Gedo Education Committee or GEC for short is an education service organization which is based in south west Somali region of Gedo.

History
GEC was created to unite the school systems in the seven districts of Gedo region. Gedo Region's seven school districts are Beled Hawo, Bardera, Buurdhuubo, Doolow, El Wak, Garbaharey and Luuq.

Background
For more than a decade, starting mid 1990s, disconnected schools appeared all across Gedo region. GEC chairman Ahmed Abdirahman Kaynan, thought of creating a center which caterers to all school districts in terms of unified curriculum and exam board center.

Mr. Kaynan has long experience in working with educational institutions and setting up school boards. Uniting schools from seven school boards in all seven districts of Gedo will create an estimated student body of 60,000 students from grade one to grade 12.

GEC Location
GEC is headquartered in Bardera, Gedo's largest city. All cities from Dolow to El Wak will have representatives sitting in the administration office.
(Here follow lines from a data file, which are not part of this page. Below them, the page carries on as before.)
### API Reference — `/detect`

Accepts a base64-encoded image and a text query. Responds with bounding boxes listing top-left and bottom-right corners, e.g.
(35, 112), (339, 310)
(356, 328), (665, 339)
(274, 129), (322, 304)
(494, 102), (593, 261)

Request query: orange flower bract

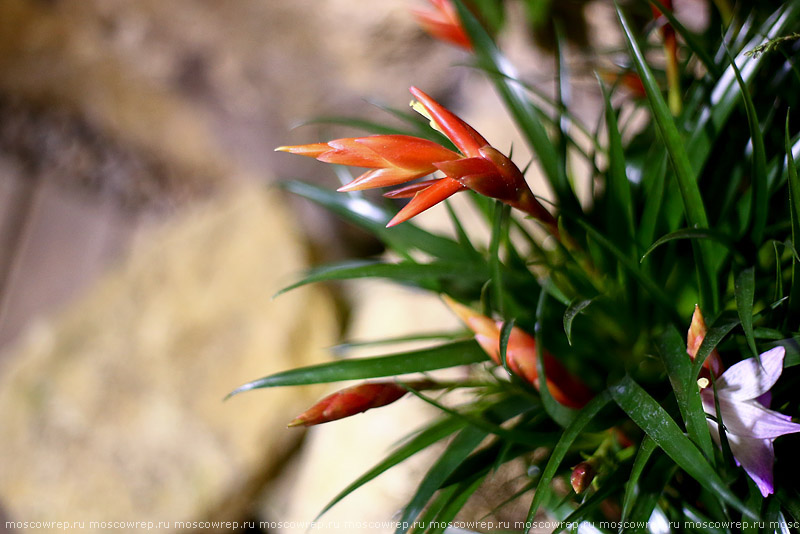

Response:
(443, 296), (594, 408)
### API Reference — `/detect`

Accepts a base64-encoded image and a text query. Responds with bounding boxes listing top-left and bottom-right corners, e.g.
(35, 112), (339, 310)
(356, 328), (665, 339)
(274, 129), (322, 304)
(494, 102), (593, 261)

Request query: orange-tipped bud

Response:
(569, 462), (597, 495)
(442, 295), (594, 408)
(651, 0), (682, 115)
(276, 87), (558, 237)
(686, 305), (725, 377)
(289, 381), (434, 427)
(411, 0), (472, 50)
(600, 70), (647, 100)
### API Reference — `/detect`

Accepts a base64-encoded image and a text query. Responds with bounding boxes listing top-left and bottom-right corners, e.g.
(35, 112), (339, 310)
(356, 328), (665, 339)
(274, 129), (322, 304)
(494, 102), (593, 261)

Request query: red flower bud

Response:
(289, 381), (433, 427)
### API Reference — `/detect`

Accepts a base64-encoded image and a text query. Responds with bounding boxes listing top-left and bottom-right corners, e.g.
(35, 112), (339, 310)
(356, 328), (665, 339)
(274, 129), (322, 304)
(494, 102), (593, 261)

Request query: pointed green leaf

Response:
(692, 319), (740, 380)
(275, 260), (489, 297)
(640, 228), (733, 263)
(597, 77), (634, 258)
(228, 340), (488, 397)
(489, 201), (511, 315)
(395, 427), (486, 534)
(619, 434), (658, 534)
(281, 181), (469, 261)
(454, 0), (579, 213)
(784, 113), (800, 328)
(650, 0), (719, 74)
(534, 291), (578, 427)
(317, 417), (465, 519)
(617, 6), (718, 310)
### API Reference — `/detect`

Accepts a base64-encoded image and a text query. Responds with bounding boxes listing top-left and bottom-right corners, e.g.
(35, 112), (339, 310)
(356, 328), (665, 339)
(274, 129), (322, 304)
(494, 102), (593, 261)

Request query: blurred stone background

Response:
(0, 0), (652, 532)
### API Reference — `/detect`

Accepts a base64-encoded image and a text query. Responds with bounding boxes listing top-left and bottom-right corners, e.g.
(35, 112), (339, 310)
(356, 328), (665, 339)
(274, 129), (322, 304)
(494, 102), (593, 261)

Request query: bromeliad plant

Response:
(231, 0), (800, 533)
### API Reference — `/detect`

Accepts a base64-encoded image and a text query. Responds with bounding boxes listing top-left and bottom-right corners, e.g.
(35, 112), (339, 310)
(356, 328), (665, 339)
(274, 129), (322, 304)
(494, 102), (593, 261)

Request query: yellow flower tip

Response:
(275, 143), (331, 158)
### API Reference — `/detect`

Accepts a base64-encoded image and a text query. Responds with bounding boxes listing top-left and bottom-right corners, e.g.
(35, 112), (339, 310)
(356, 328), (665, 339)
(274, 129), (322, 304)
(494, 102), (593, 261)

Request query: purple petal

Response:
(717, 347), (786, 400)
(728, 433), (775, 497)
(712, 396), (800, 439)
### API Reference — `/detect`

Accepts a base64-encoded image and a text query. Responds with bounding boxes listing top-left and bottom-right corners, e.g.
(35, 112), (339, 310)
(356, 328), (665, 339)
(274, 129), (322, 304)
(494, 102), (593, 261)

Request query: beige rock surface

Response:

GEC Teacher Training Services
One of the GEC's important activities will be offering annual teacher training opportunities in Gedo region as well as seminars designed to enhance teachers' qualities.

Teacher training services will increase the available pool teachers in Gedo where districts can draw more teacher for their school systems.

Exam Board
GEC's exam board is based in Bardera. Some of the task this office performs include preparing exams for all districts and grading final exams collected from grade and the last year of high school as the custom is in East Africa school systems.

Schools Needing Urgent Curriculum Cohesion
Currently, towns in Gedo which have the largest school populations are Bardera, Beled Hawo, Garbaharey, El Ade, Luuq, Buurdhuubo, and Doolow. Only Bardera, Garbaharey, Beled Hawo and El Ade have up to secondary schools. El Wak and Dolow have the least district level school developments.

High school students from Gedo region have an opportunity to be part of new in-takes from the University of Gedo and Bardera Polytechnic. Each year about 300 students will find tertiary study spots at these institutions and they are both based in Bardera.